According to recent data released, the slowing exports are signalling at a crisis in labour intensive industries like readymade garments, electronic goods and gems and jewellery industry too would suffer a huge blow, if demand remains sluggish in major exporting destinations.


Dry demand for labour intensive goods is also giving rise to renewed fear of joblessness in garment sector, which is the main source of livelihood for a substantial chunk of India's population. According to the latest export figures, the growth in labour-intensive exports like gems and jewellery and ready made garments have contracted and the shine in the new and emerging markets, which fetched good return for India's exports after the 2008 global financial crisis is slowly getting blurred.


According the Federation of India Exporters Organization (FIEO), the prolonged crisis in the United States and European countries are, in all likelihood, going to affect the emerging markets of Latin America, South Africa and South-East Asia in the coming few months. The official export data for the month of April clearly shows a definite decline in demand for labour-intensive products in foreign markets.


India could achieve a handsome 20 per cent export growth in the year 2011-12 on the back of a good performance by labour-intensive sectors and growing demand from the emerging markets.

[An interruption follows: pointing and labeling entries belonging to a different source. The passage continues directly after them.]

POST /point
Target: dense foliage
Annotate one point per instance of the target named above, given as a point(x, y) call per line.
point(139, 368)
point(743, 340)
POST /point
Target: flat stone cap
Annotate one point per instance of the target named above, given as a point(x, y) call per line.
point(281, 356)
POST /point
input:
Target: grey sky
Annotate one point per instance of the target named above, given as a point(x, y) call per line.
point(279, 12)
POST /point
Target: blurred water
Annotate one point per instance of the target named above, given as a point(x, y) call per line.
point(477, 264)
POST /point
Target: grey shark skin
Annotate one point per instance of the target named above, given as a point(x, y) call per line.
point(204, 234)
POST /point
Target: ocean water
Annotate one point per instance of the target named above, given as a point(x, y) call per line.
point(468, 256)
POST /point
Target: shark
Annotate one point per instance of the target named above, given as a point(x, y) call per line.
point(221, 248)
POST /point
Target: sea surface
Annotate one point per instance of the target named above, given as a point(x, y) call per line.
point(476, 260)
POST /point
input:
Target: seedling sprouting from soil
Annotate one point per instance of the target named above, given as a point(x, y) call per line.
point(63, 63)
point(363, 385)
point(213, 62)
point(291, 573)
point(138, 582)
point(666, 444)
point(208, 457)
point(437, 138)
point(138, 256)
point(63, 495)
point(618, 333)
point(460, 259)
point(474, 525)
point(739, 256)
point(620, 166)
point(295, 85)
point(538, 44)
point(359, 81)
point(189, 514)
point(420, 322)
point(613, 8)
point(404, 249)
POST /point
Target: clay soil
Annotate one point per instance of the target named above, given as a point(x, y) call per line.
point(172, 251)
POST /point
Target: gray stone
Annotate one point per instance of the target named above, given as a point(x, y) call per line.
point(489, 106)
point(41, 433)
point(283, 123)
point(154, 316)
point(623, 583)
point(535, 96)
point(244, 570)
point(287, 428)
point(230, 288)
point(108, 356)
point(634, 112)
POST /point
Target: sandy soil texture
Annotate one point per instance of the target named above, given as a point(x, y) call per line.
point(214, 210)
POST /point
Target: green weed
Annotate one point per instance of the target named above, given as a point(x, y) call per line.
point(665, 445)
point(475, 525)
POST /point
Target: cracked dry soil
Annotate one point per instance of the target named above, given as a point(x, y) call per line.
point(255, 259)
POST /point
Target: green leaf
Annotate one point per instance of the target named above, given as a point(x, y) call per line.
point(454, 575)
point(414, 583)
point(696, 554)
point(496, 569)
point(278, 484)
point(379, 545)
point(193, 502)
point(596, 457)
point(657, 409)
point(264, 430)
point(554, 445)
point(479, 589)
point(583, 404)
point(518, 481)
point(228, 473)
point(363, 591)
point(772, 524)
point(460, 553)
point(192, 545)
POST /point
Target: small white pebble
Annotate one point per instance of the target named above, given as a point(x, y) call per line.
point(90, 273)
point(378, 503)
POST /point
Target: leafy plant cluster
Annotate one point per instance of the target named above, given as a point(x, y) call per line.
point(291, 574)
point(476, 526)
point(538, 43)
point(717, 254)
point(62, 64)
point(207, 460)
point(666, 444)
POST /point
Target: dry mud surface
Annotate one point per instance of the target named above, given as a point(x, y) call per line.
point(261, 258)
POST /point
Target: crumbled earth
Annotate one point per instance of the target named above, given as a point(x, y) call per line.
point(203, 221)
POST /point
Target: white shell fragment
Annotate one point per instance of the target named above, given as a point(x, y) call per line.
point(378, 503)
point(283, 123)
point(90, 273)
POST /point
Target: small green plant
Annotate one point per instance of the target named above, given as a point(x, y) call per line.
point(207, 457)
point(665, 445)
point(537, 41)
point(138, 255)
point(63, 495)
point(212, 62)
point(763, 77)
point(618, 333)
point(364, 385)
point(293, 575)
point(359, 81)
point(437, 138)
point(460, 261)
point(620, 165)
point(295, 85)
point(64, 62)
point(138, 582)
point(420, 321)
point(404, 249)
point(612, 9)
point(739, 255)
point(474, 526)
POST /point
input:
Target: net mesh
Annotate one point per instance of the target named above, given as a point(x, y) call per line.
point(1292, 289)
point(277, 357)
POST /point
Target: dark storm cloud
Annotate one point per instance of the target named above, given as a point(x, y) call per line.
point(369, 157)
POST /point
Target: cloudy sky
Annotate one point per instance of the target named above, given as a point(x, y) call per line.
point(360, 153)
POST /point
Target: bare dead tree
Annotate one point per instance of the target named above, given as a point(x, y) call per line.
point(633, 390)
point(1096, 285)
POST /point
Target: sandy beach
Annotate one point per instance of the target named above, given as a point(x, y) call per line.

Meanwhile, exports had registered around 18 per cent in all textile segments last year.


Exporters Suffer as Buyers Demand Discount


While the exporters were happy with depreciating Indian rupee against the dollar, their happiness has not lasted long. With the Indian rupee continuing its depreciation against the dollar, exporters who were earlier cheering for getting more rupees for their exports, are now worried as foreign buyers are pushing them for bigger discounts.


"The excitement of the depreciating rupee against the dollar is short-lived, because buyers have started pressurizing us to offer the maximum discount on export of products," said Director General of Federation of India Exporters Organization (FIEO) Ajay Sahai. "Depreciating rupee is not a thing to cherish as inputs costs have gone up substantially. We do not subscribe to the view that the rupee depreciation would give unexpected gains to exporters. We will like the rupee to stay stable, at around ` 46-47", he added.

But a worrying factor is that the buyers are asking for discounts without placing more orders. This is mainly because of a weak demand scenario in the key markets of Europe and the US. Such a trend may exert pressure on merchandise export earnings that touched a high of $ 303 billion (over ` 16500 crore) in 2011-12.


Fall in Exports by SME-Dominated Sectors Disturbing


Sharp fall in exports from some key industrial sectors dominated by small and medium enterprises (SMEs) in April is "disturbing", said exporters body FIEO. "Sluggish growth registered by the export sector in April is a cause of concern The more disturbing news is sharp decline of moderate growth in exports of labour-intensive sectors like gems and jewellery, readymade garments, leather, electronics, plastics, etc.." said FIEO President M Rafeeque Ahmed in a press statement.

The gems and jewellery sector witnessed the sharpest fall in April, with 25.7% contraction in overseas shipment, followed by readymade garments that suffered 9% fall in exports during the same period.


The leather sector also saw muted demand in April, growing at a slow pace of 3.2%, while exports from electronics and plastic sector registered only 5.4% and 2.7% growth, respectively. "This will have serious implications on employment and may lead to sharp reduction in additional job creation and even lay off," Ahmed cautioned.


The situation is grimmer now than in the past periods of slowdown when the emerging and developing economies had exhibited positive growth helping the Indian exporters increase their overseas trade through market diversification strategy focusing on Latin America, Africa, and Asia." The slowdown in new markets will be obvious in next few months," added FIEO Chief.


In the view of this, Ahmed said, the Centre should devise suitable strategy to counter the export slowdown in the revised edition of the Foreign Trade Policy.